The study initially intended to randomize patients into either a surgical or nonsurgical group and then observe and compare the results of the two groups. Unfortunately, a comparison of the two groups wasn’t as easy as hoped. The researchers found that 40 percent of patients crossed over from the group into which they were randomized. That is, members of the nonoperative group chose to have surgery and members of the surgical group decided to forgo surgery for nonsurgical treatments.
For that reason, the researchers compared groups based on the treatment they actually received instead of the treatment group to which they were assigned. Because the scientists were also studying similar patients who wanted to select which treatment they would receive (instead of being randomly assigned to a surgical or nonsurgical option), they were able to pool results from both studies, essentially creating a more powerful osbservational study at the expense of information gained from the statistically rigorous study design originally planned.

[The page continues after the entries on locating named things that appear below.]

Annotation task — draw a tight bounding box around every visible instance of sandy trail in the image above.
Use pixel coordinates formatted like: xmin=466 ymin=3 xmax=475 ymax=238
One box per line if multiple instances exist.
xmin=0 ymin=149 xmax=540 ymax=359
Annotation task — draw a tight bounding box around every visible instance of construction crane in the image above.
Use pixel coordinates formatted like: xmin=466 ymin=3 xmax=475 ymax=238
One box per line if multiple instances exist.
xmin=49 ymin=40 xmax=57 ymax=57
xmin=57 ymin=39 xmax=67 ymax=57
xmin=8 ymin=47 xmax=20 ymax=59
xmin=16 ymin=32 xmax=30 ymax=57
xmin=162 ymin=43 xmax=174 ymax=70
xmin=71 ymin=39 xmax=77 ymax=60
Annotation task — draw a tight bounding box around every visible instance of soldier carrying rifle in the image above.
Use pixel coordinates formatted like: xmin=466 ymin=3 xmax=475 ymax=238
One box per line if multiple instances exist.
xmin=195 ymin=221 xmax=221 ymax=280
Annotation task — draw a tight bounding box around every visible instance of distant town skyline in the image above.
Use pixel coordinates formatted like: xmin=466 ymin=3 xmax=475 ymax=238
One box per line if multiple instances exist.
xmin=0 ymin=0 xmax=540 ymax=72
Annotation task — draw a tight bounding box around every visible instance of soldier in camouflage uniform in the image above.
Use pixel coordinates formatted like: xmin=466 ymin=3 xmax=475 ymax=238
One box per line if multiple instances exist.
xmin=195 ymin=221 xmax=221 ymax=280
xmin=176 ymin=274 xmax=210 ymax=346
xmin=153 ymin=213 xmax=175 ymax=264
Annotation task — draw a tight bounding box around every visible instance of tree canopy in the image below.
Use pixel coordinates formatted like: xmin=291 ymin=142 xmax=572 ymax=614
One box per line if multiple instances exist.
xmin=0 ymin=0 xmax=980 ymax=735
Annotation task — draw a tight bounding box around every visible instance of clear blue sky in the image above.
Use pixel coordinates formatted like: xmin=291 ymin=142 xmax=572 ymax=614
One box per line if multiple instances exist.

Patient crossover was also an issue in the first arm of the SPORT trial, which showed that patients who underwent surgery for another common back problem — herniated discs — experienced slightly more improvement than those who opted for nonsurgical treatments. Results of that trial were published in the Journal of the American Medical Association last November.
Results from the third major SPORT study, on the effectiveness of surgery vs. nonsurgical options for spinal stenosis without spondylolisthesis, are expected to be released later this year.
NIAMS Director Stephen I. Katz, M.D., Ph.D., applauds the SPORT trial, saying its findings are beneficial for people with these common back problems. “While it is generally not a good idea to rush into back surgery, the SPORT trial shows there are conditions for which surgery clearly is the most effective treatment choice. These findings will help doctors better counsel their patients about treatment options.”
Additional support was provided for this research by the NIH Office of Research on Women’s Health and the National Institute of Occupational Safety and Health (NIOSH).